A runaway train car is about to run over five people walking on the tracks. A railroad worker is standing next to a switch that can turn the train car onto a side track. The railway employee near that side track would be killed, but the other five people would be saved.



Flipping the switch is ___________.

Scenario 2 You pass a small child drowning in a shallow pond, and you are the only one around. If you go into the water to grab the child, she will be saved but your expensive designer shoes and new pants will be ruined. 

Rescuing the child is ___________.

Scenario 3 Five people have just been rushed to the hospital in critical condition, each requiring an organ to survive. There is not enough time to request organs from outside the hospital, but there is a healthy person in the hospital waiting room. If the doctor takes this person’s organs, he will die, but the other 5 will live.
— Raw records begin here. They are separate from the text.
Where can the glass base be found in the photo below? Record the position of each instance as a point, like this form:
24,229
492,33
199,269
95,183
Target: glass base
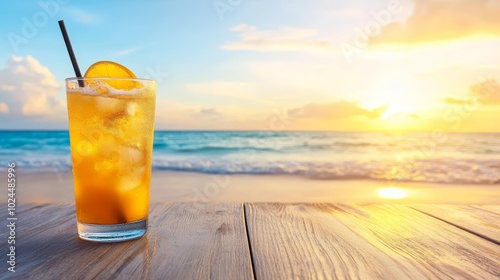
112,233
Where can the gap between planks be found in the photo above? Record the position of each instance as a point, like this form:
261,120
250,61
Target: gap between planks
496,242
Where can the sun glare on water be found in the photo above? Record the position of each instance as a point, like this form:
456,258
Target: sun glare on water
393,193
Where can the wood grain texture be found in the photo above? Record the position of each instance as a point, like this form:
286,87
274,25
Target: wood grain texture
363,242
184,241
479,221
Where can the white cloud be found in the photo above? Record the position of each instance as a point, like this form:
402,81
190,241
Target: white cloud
438,20
4,108
243,91
283,39
29,88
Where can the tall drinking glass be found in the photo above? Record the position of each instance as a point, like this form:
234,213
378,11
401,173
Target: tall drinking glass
111,124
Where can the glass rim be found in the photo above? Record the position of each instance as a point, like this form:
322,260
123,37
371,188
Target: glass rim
107,79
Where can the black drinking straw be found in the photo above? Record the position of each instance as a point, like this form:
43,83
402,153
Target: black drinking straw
71,53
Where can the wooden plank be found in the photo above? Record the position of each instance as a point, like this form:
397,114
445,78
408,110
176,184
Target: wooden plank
480,222
305,241
364,242
184,241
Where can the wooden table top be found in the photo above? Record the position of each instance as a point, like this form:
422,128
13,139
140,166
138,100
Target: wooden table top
266,241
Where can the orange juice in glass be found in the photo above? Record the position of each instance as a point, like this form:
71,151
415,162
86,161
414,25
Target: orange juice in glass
111,124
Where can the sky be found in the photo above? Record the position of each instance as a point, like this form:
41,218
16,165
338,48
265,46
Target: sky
360,65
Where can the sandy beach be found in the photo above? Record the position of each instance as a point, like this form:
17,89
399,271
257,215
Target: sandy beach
52,187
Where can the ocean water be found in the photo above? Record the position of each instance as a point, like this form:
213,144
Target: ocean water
454,158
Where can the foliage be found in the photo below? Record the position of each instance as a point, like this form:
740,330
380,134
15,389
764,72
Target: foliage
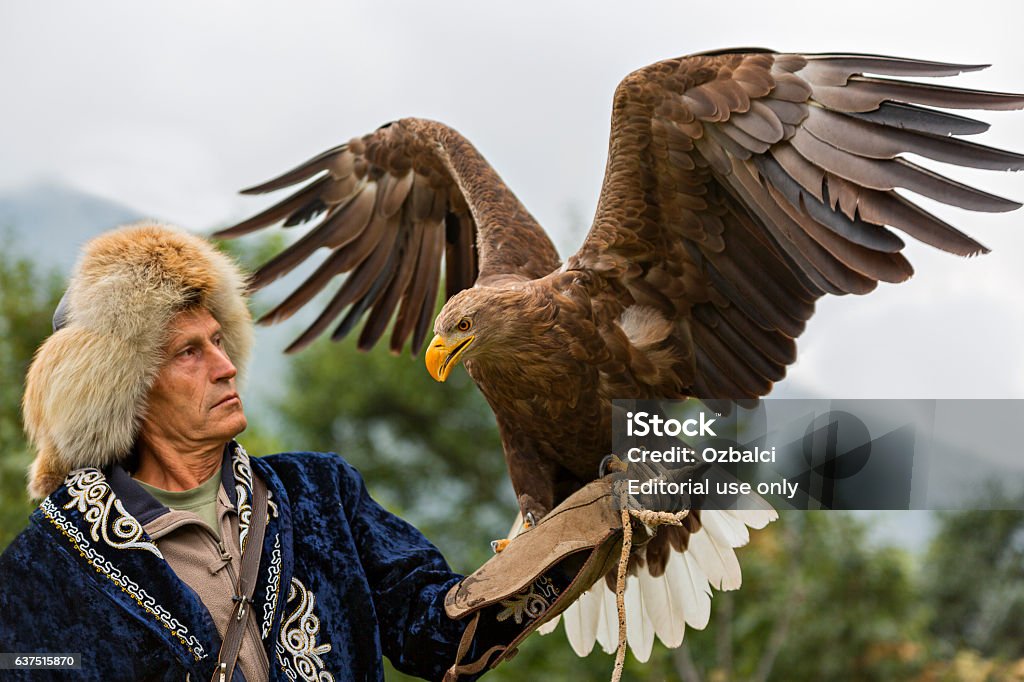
28,298
974,577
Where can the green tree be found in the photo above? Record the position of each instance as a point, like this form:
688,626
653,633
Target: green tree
974,577
28,298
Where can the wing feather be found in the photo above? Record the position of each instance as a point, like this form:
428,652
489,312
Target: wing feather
416,174
744,185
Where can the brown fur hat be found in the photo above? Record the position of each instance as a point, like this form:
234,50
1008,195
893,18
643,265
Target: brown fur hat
85,392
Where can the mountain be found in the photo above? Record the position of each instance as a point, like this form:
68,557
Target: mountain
50,221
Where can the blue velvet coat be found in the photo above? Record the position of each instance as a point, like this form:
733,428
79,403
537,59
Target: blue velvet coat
341,583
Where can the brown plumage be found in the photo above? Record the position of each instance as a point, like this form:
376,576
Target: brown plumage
739,188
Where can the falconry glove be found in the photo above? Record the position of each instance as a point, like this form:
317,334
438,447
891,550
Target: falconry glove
537,577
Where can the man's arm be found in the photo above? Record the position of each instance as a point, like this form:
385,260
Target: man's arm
409,579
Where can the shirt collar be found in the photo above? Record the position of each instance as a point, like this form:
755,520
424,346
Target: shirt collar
143,506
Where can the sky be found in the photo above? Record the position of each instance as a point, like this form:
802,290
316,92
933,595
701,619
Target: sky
171,108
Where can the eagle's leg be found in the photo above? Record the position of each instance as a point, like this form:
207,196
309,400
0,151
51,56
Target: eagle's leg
534,480
610,464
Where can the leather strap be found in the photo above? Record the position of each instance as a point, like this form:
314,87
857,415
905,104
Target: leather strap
247,584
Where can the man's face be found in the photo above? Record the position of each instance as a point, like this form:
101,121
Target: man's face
194,401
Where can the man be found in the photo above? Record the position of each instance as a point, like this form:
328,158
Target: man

Taking the healthy person’s organs is ____.

What did you decide? If you judged case 1 as permissible, case 2 as obligatory, and case 3 as forbidden, you are like the 1,500 people from around the world who participated in the Harvard University Moral Sense test.

Were Emerson, Thoreau and the other Transcendentalists right? The Harvard studies provided support for the idea that we are endowed with a moral faculty that guides our intuitive judgments of right and wrong. Our sense of morality seems to be a part of our nature, whether we choose to listen to it or not.